The teams in all gave away nearly 1,200 meals. In Indianapolis I volunteer at Second Helpings, a food rescue and redistribution organization. They would be ecstatic with a donation of that size. Second Helpings received a substantial donation of food after the Super Bowl in2012, and they also receive good sized donations during May.
What Do You Want to See Here?
During this time of no racing activity, what content would you like to see in this space? I began reposting “Bump Tales” yesterday, and I plan to still do that on Tuesdays and Thursdays. I may put in a couple of new ones I was planning for May.
I would like to know what else you might want to see. Please respond in the comments section of this post.
It is impressive that this came out so quickly.
Mark Miles addressed the media this afternoon following the mid day cancellation of the Firestone Grand Prix of St. Petersburg. He said the series felt it was the right thing to do for everyone’s well being. More cancellations of other sporting events after yesterday’s announcement that the race would be held may have been a factor. NASCAR also cancelled its race slated for Sunday. But Miles is looking ahead.”…we are absolutely focused on May,” he said. The series will continue to evaluate the situation and adjust accordingly. Miles hinted that there might be adjustments to the May schedule.

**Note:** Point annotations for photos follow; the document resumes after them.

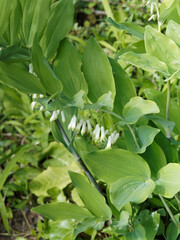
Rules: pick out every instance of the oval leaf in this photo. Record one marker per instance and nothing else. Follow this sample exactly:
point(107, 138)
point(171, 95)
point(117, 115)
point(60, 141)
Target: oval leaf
point(130, 189)
point(62, 211)
point(97, 71)
point(136, 108)
point(117, 163)
point(90, 196)
point(168, 183)
point(67, 67)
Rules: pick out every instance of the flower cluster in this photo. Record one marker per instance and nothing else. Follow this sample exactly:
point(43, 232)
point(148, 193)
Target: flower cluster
point(98, 134)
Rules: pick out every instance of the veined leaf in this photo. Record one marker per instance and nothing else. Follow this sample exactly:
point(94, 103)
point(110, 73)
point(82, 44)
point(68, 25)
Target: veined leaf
point(155, 158)
point(5, 10)
point(173, 31)
point(16, 77)
point(146, 62)
point(167, 11)
point(35, 17)
point(136, 108)
point(59, 24)
point(67, 67)
point(62, 211)
point(125, 89)
point(42, 68)
point(117, 163)
point(168, 183)
point(129, 27)
point(130, 189)
point(160, 98)
point(97, 71)
point(165, 49)
point(90, 196)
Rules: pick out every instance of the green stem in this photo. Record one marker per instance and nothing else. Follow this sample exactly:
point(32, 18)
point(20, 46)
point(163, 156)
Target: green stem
point(177, 199)
point(169, 212)
point(134, 136)
point(159, 24)
point(168, 132)
point(77, 157)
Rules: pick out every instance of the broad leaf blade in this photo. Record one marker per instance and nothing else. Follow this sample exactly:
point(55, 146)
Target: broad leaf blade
point(129, 27)
point(155, 158)
point(168, 183)
point(16, 77)
point(173, 31)
point(97, 71)
point(125, 89)
point(165, 49)
point(117, 163)
point(136, 108)
point(146, 62)
point(90, 196)
point(130, 189)
point(67, 67)
point(59, 24)
point(35, 17)
point(42, 68)
point(62, 211)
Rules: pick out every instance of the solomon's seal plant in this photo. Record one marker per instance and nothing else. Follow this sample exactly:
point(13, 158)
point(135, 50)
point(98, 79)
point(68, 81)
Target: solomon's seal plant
point(125, 143)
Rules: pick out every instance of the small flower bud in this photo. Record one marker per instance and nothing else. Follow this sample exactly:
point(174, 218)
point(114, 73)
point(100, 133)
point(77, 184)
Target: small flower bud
point(63, 117)
point(108, 146)
point(33, 105)
point(41, 108)
point(89, 125)
point(83, 130)
point(54, 115)
point(79, 125)
point(72, 124)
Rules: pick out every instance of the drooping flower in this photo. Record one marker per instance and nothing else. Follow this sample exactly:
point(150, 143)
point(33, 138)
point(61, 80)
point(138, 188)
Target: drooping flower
point(72, 124)
point(54, 115)
point(63, 116)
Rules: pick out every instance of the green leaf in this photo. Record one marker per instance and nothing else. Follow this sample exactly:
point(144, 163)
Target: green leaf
point(155, 158)
point(16, 77)
point(5, 10)
point(129, 27)
point(168, 183)
point(59, 24)
point(130, 189)
point(15, 20)
point(35, 17)
point(90, 196)
point(174, 110)
point(62, 211)
point(43, 70)
point(43, 182)
point(117, 163)
point(14, 54)
point(4, 214)
point(168, 148)
point(105, 101)
point(150, 222)
point(125, 89)
point(168, 11)
point(138, 233)
point(173, 31)
point(146, 62)
point(97, 71)
point(4, 175)
point(136, 108)
point(165, 49)
point(146, 136)
point(172, 231)
point(67, 67)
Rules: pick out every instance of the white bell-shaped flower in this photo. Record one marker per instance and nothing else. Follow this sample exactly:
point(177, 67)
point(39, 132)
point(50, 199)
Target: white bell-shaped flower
point(54, 115)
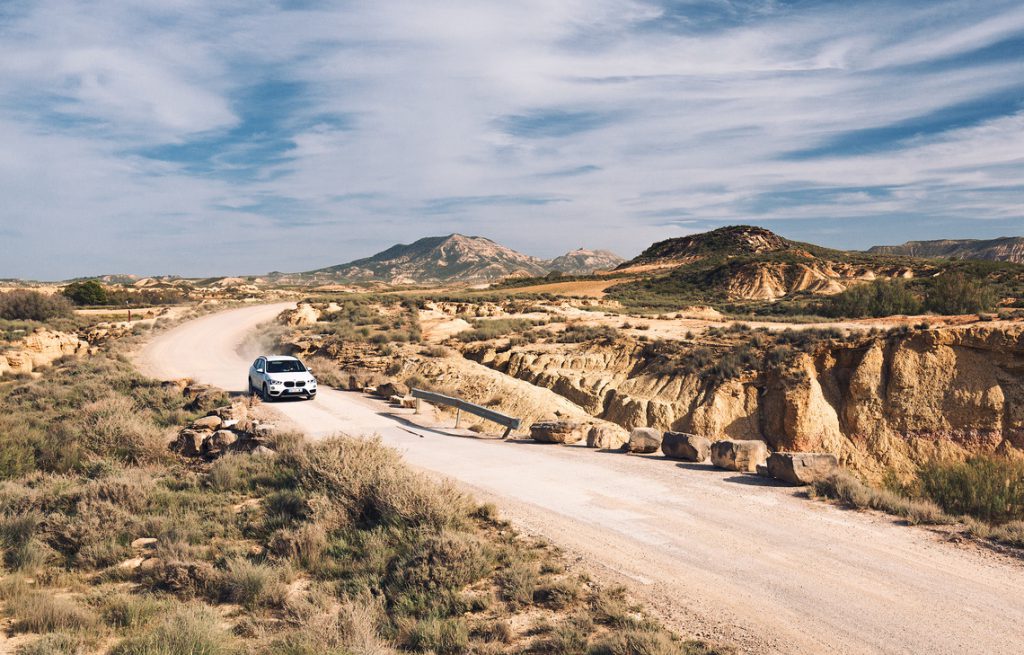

In cancelling the first four races of the season, Miles explained that it was in everyone’s best interests. He has the support of the NTT Indycar Series’ partners.
“We’re going to race as much as we can race. It was clear to us from overnight and this morning that the right thing to do right now was to suspend our competition, really all on-track activity through April…But really I think what happened subsequently was the sense that it’s not responsible to ask people to get together. ”
Asked about possibly running doubleheaders to increase the number of races, Miles said the idea will be “taken into account, when we make the plan going forward. What can a broadcaster cover? What can the promoters do? What works for Honda and Chevy and our suppliers? We’ll do whatever is possible to do to create the fullest season. ”
In the 1950s the Indianapolis 500 was the first race of the season, so starting in May is not unprecedented.
Double headers would be nice at some places, but not at the expense of the Road to Indy or other support series.
Long Beach as the season finale would be great. Both IMSA and Indycar will be out there anyway.
I appreciate Indycar making every possible effort to run the race this weekend.